さて、今回は、仏式で故人が身につける旅支度(白装束)についてお話致します。



経帷子(読み方 きょうかたびら)とは


別名 寿衣(じゅい) 経衣(きょうえ)


仏式のお葬式で故人が身につける着物です。

死に装束の1つとして考えられ、その背中などにお経や朱印、名号、題目が書かれたりします。

素材は薄い白麻が多く、最近は白木綿なども使われています。

白装束とも呼ばれることがあります。

【経帷子を着せる意味と着せ方】

【経帷子にこめられた願い】

故人に経帷子を着せるのは、お経や朱印が施された着物で迷わずに浄土へ行けると信じられてきたためです。

そしてそれを願う気持ちをこめてできる、故人との最後のふれあいでもあります。


旅立ちの晴れ着とも呼ばれる経帷子。

故人に遺族が着せるのですが、この時に衿の部分を「左前」にします。



【なぜ左前に着せるのか】

通常、着物や浴衣を着る時の衿は「右前」と呼ばれる着方をします。

人から見られると衿がアルファベットの「y」になります。


「この世と浄土は逆さまである」という仏教的観点から、「逆さ事」のしきたりができ、浄土へ行く人の身につける経帷子の衿も逆さまにする習わしになったとされています。

当会館では、故人様にありのままのお姿でご遺族様とお別れして頂きたく自然納棺を行っています。

ご遺族様とご一緒に足袋、脚絆、手甲の順に旅支度をして頂き衣装を結ぶ蝶結びの際も普段の日常とは、逆の結び方(いわゆる縦結び)でお召し物を結んで頂きます。故人の頭が北向きに寝かせる事を「北枕」といい、お釈迦様が亡くなられた際に頭を北の方角を向けていた事が由来です。


ちなみに、右前・左前の「前」は、時間を示しています。

自分で着物を着る際、右の衿を先に重ね、左の衿をあとに重ねるので「右前」となります。


この右衿が先という衿合わせは、右衽着装法(うじんちゃくそうほう)といい、1200年ほど前に元正天皇が発令した「衣服令」によって定められ、現在まで続いているといわれています。


このように、死の世界と今の世界を分けるための工夫として、逆さ事は長きに渡って伝えられてきました。宗教的な儀式ではないため必ずしも行わなければならないことはありませんが、遺族間で話し合い、どこまでを行うかを決めておくとよいでしょう。
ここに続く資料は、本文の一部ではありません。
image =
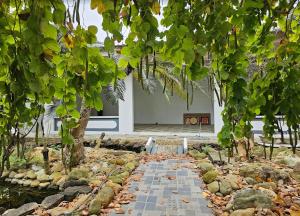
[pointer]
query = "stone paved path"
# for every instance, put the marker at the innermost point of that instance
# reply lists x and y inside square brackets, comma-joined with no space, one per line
[167,188]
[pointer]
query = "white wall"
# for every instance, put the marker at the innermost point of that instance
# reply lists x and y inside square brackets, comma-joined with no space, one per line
[109,109]
[154,108]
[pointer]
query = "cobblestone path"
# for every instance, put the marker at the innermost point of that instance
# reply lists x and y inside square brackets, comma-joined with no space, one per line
[167,188]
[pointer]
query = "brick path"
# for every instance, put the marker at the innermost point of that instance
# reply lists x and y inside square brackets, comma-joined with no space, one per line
[167,188]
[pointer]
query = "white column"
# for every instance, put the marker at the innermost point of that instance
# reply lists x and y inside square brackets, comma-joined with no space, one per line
[126,112]
[218,121]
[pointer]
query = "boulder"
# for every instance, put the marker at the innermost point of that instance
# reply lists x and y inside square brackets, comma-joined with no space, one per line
[27,183]
[36,157]
[30,175]
[119,161]
[197,154]
[43,185]
[2,210]
[205,167]
[12,174]
[233,180]
[116,187]
[251,170]
[43,178]
[58,167]
[56,176]
[58,211]
[287,158]
[267,185]
[250,181]
[14,181]
[19,176]
[213,187]
[210,176]
[243,212]
[102,200]
[36,168]
[71,192]
[225,187]
[116,179]
[52,201]
[5,174]
[130,166]
[34,183]
[78,173]
[61,182]
[251,198]
[25,209]
[71,183]
[268,192]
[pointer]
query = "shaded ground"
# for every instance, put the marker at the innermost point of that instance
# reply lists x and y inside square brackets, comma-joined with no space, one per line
[166,187]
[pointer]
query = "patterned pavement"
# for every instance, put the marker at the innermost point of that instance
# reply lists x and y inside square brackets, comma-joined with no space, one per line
[168,188]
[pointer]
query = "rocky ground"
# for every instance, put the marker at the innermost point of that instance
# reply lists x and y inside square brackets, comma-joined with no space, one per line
[258,187]
[87,188]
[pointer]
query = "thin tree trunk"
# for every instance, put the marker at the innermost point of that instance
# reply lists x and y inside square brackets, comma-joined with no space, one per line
[77,150]
[296,141]
[271,148]
[291,139]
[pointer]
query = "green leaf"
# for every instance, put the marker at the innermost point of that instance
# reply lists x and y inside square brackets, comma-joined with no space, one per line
[109,44]
[48,30]
[93,29]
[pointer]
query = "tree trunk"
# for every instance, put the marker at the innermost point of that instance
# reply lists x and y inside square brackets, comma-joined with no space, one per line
[77,150]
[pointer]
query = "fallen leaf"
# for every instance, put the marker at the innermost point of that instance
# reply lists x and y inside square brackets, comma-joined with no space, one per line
[185,200]
[171,177]
[120,211]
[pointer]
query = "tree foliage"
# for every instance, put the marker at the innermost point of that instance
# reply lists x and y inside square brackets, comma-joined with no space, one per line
[46,54]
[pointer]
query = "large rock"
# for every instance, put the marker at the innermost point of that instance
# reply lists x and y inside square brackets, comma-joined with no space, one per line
[36,157]
[243,212]
[213,187]
[19,176]
[102,200]
[225,187]
[116,179]
[267,185]
[56,176]
[25,209]
[52,201]
[71,192]
[210,176]
[118,161]
[58,211]
[27,183]
[116,187]
[233,180]
[5,174]
[43,178]
[79,173]
[44,185]
[31,175]
[58,167]
[287,158]
[34,183]
[251,170]
[130,166]
[250,198]
[197,155]
[71,183]
[12,174]
[205,167]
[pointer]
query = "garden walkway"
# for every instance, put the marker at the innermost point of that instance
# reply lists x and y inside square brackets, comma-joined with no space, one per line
[168,187]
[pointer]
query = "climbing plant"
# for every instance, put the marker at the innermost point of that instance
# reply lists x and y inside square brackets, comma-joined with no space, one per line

幽霊といえば頭に三角の白い布を当てているのをテレビなどで見た方もおられるとは思いますが、あれは、「天冠(てんかん・てんがん)」と言います。地域によっては「頭巾(ずきん)」と言ったり、「額烏帽子(ひたいえぼし)」「髪隠し」と言う地域もあります。

これは「閻魔大王に失礼にならないように冠をつけて正装をしなければいけない」「死者が地獄のタタリから逃れるために」「身分の高さを冠で表現した」と諸説あります。


天冠は白い三角布だけのことをさすわけではありません。お雛様の頭についている冠も天冠と言いますし、能の装束のひとつにも天冠があります。能の場合、高貴な役柄の人がかぶるものとして使用されたり、神様や天女などを表現するために使用されたりしているようです。そう考えると、死者に付ける天冠は「最後に高貴な身なりで送ってあげたい」という昔の人の思いが込められているのかもしれません。

手には手甲(てっこう)、脚には脚絆(きゃはん)を付けます。頭からは頭陀袋(ずだぶくろ)を下げ、その中には三途の川の渡り賃である紙製の六文銭(ろくもんせん)、数珠を入れます。


当会館では、お顔が見られる窓付きの棺に納棺しております。その際、天冠は額には当てず魔除けとして棺にお入れする様にしております。